Everyone has road murderers, riders on the storm, but only Adelaide had Christopher Worrell, who took his homosexual mate Miller along with him when he killed hitchhiking girls on the road to Truro. He then had the bad taste to die before he could be tried. Miller wrote a nauseating little self-justification, Don’t Call Me Killer , explaining that he loved Chris dearly, was only along for the ride and never murdered anyone. Meanwhile, the most heart-wrenching book about any murder, It’s a Long Way to Truro , was written by Anne-Marie Mykyta, whose daughter Julie was one of Worrell’s victims.

Children vanish in Adelaide, too, most famously the three Beaumont children, who disappeared from Glenelg Beach. The wanted man – a thin harmless-looking creature, whose identikit picture was nicknamed Fred Nurk by the irreverent – was never found. Neither were the Beaumont children. Seven years later, Joanne Ratcliffe and Kirsty Gordon went missing, presumed murdered, from the Adelaide Oval. The task of taking a smaller sibling to the toilet was one I often undertook. Now, suddenly, it was dangerous.

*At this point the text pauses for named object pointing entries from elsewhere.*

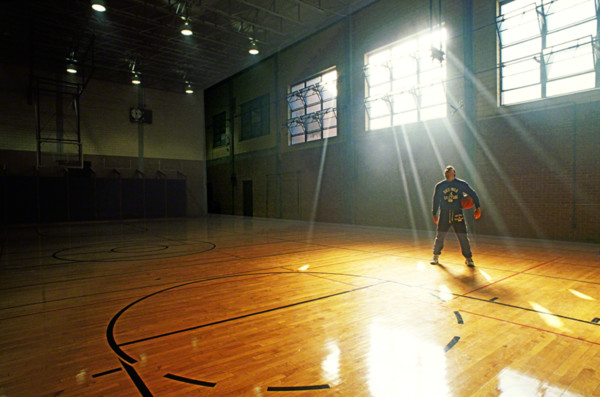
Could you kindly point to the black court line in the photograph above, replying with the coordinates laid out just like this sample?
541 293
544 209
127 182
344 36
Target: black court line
451 344
528 309
244 316
110 371
137 381
458 317
297 388
69 252
190 380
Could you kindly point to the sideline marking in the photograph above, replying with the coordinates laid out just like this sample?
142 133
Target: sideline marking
190 380
110 371
297 388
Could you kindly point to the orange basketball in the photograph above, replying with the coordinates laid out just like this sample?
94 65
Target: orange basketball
466 202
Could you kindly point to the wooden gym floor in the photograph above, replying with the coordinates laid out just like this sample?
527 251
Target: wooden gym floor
232 306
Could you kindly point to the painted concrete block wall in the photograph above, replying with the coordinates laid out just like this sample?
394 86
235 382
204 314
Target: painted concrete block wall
174 144
535 165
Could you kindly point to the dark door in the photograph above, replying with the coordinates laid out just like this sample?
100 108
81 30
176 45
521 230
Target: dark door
248 210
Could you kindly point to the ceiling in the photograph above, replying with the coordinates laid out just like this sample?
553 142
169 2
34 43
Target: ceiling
144 35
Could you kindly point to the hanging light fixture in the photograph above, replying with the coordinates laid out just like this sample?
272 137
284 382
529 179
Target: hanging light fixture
135 79
71 68
99 5
253 47
186 29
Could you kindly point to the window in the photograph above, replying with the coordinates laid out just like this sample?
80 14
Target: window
313 108
547 48
255 117
405 81
219 128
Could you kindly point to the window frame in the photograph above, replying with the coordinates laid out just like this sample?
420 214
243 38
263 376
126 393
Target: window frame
312 108
552 54
394 97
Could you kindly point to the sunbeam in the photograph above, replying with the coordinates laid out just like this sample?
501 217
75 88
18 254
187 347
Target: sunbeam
315 206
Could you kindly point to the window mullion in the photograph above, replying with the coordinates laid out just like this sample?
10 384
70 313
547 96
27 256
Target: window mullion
542 20
595 44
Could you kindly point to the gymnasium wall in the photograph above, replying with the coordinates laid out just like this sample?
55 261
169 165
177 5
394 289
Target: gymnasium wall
167 179
534 165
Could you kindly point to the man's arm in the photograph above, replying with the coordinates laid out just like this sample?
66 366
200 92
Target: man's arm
435 203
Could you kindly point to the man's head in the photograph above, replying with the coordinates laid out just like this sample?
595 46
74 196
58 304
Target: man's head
449 173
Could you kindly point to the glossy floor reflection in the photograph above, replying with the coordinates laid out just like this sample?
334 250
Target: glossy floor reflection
233 306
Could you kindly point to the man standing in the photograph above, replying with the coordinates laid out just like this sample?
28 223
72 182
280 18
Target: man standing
446 199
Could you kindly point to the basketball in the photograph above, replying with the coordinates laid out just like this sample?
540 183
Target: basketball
466 202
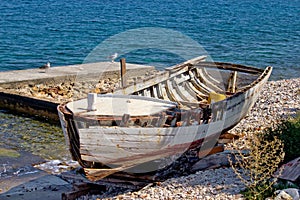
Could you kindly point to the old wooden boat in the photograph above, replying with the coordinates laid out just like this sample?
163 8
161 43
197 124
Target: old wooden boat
145 126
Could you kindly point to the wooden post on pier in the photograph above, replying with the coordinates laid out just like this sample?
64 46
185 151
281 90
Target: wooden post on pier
123 72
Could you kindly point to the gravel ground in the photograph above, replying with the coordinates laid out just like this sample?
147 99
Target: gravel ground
278 100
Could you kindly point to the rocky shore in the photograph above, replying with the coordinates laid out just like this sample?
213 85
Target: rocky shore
278 100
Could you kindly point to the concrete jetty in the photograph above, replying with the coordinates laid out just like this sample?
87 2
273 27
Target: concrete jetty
12 82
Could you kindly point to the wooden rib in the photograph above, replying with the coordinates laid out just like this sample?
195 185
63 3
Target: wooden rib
189 87
164 92
232 82
172 95
203 75
198 85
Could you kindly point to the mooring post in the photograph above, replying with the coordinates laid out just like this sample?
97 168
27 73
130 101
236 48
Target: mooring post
123 72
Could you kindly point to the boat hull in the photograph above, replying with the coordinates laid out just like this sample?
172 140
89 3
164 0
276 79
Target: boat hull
115 148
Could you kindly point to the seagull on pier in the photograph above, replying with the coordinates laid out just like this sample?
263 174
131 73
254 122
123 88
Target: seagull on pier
113 57
46 66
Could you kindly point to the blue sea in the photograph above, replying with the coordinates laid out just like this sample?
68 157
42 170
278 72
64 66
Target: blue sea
161 33
257 32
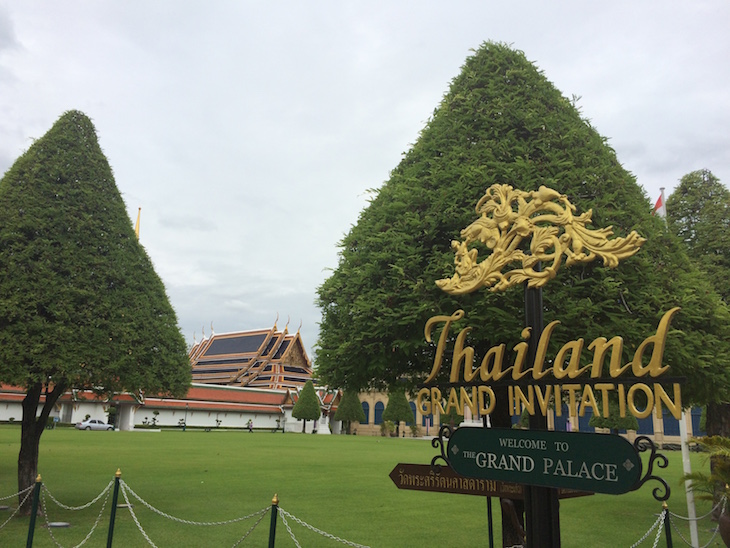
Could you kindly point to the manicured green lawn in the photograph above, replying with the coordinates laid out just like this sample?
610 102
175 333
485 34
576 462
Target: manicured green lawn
338 484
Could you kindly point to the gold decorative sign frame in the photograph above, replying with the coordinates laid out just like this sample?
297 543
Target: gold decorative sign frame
506 218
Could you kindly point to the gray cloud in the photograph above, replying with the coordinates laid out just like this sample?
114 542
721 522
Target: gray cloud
249 133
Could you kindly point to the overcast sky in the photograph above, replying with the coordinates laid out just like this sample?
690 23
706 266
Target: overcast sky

The worst abduction – though they are all the worst, really – was of Louise Bell in 1982. A stranger came in through her window, picked her up and carried her away through the front door, never to be seen again. Her mother was asleep in the house at the time. No one in Adelaide felt safe anymore.

Yet it is a safe city. I am acquainted with perilous cities. South London. Les banlieues in Paris. My own bit of Melbourne in its time. Such places require care, preparation and luck to get through unmolested. Don’t carry a bag in your hand. Don’t wear good clothes or look too rich. Don’t carry a camera. Look straight ahead. Walk briskly, but not too fast or too slow. Never stop to consult a map. Do not ask for directions. And if you encounter the natives, melt spiritually into the streetscape and never, never meet their eyes. Aim to pass through with a ‘don’t notice me – nothing to see here’ field all around you. Act, in fact, like a scout in enemy territory.

Adelaide is not like that. One can walk around Adelaide in the middle of the night, as I and, indeed, my dad frequently did, and find no trouble if you aren’t looking for it. (He was. I wasn’t.) The only danger I ever felt was when threatened with the prospect of a pie floater from the pie cart. A pie floater is a dish of green pea soup with a meat pie floating in it, topped with tomato sauce. It looks decorative, like an Italian flag or a Margarita pizza, and it probably tastes wonderful if you are drunk and hungry enough. Fortunately, you can also get the pie without the pea soup.

The pie floater is an Adelaide invention, as are frog cakes, which my father loved, though he usually didn’t eat cake. Frog cakes are a form of petit four , made of cake, cream and green icing, in the shape of a frog with chocolate buttons for eyes. These days they are apparently made in strawberry and chocolate as well but in my time they were green icing or nothing. They have recently been awarded ‘icon’ status.

So that’s Adelaide. Justice, votes for women, the most sensitive skin in Australia and terrible drinking water. (Every time I arrive there I always forget that and brush my teeth with what tastes like industrial effluent.) Frog cakes, pie floaters and the Torrens system. The Family, Bevan Spencer Von Einem, slaughtered boys and a suburb called Paradise.